In the past, security efforts were largely focused on preventing cyber criminals from gaining access to the company network, says Anton Vukic, channel director, Phoenix Distribution.
Today, although this threat continues to be a real danger, there has been a growing focus on the threats posed by insiders. Company employees that have access to critical information and either maliciously or carelessly leak that data.
Businesses rely more and more on automated systems, and small USB drives, and these have paved the way for malicious insiders to inflict huge damage, and exfiltrate company data without anyone being the wiser.
Moreover, insider attacks can be at least as devastating as external threats, and they can happen to anyone. These threats usually fall into one of the three categories: sabotage, theft of intellectual property or other sensitive data, and fraud.
These threats are particularly prevalent during tough economic times, during which organisations are forced to make cutbacks and retrench staff. This leads to a rise in the number of people who would consider stealing valuable data, and therefore a rise in malicious insider activity.
So what should IT be doing to prevent this sort of threat? The first step is knowing what your businesses’ most valuable data is, the data that would damage the company the most should it be stolen – think along the lines of the recipe for KFC’s 11 herbs and spices – and make sure security is focused on that data.
Also, learn from any past attacks, as these will have shown where you are vulnerable, and what you were doing wrong. Understanding the weak points in your organisation will help the technical team put controls in place to watch for similar attacks in the future.
It is also important to understand who has access to your sensitive information. Remember, this list will include third-party business partners as well as internal employees. Make sure that only trusted parties have access, and that no-one has access to anything they don’t strictly need to do their jobs. Always enforce the principle of least privilege.
Next, keep an eye out for any anomalous or suspicious behaviour.
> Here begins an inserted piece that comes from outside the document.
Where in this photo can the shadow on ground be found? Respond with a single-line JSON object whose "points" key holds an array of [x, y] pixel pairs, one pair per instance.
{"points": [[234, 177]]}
The signs are numerous, and will include working unusual hours for no reason, unnecessarily copying data they don’t need, disregarding company policies about installing unauthorised software or applications, and trying to access restricted areas on the company network.
Be particularly vigilant when it comes to staff who have resigned or are about to be terminated. Research suggests there is a window during which most insider attacks take place, and that is within 30 days of handing in a resignation, on either side.
Another way to stop the insider threat is to have data leakage prevention (DLP) and other technologies that focus on preventing the leakage, accidental or deliberate of company data. An example of this would be centralised logging tools that are designed to look for any signs that data is being exfiltrated, or emails sent outside the organisation that are of an abnormal file size.
Perhaps the most vital measure businesses can introduce is to have a programme in place to deal with the threat. Get senior managers involved, put best-practices and plans in place to deal with and mitigate these threats. Technology on its own cannot hope to block all these attacks. A combination of proper policies and procedures with awareness and having an action plan already in place, allows companies to quickly prevent or these attacks.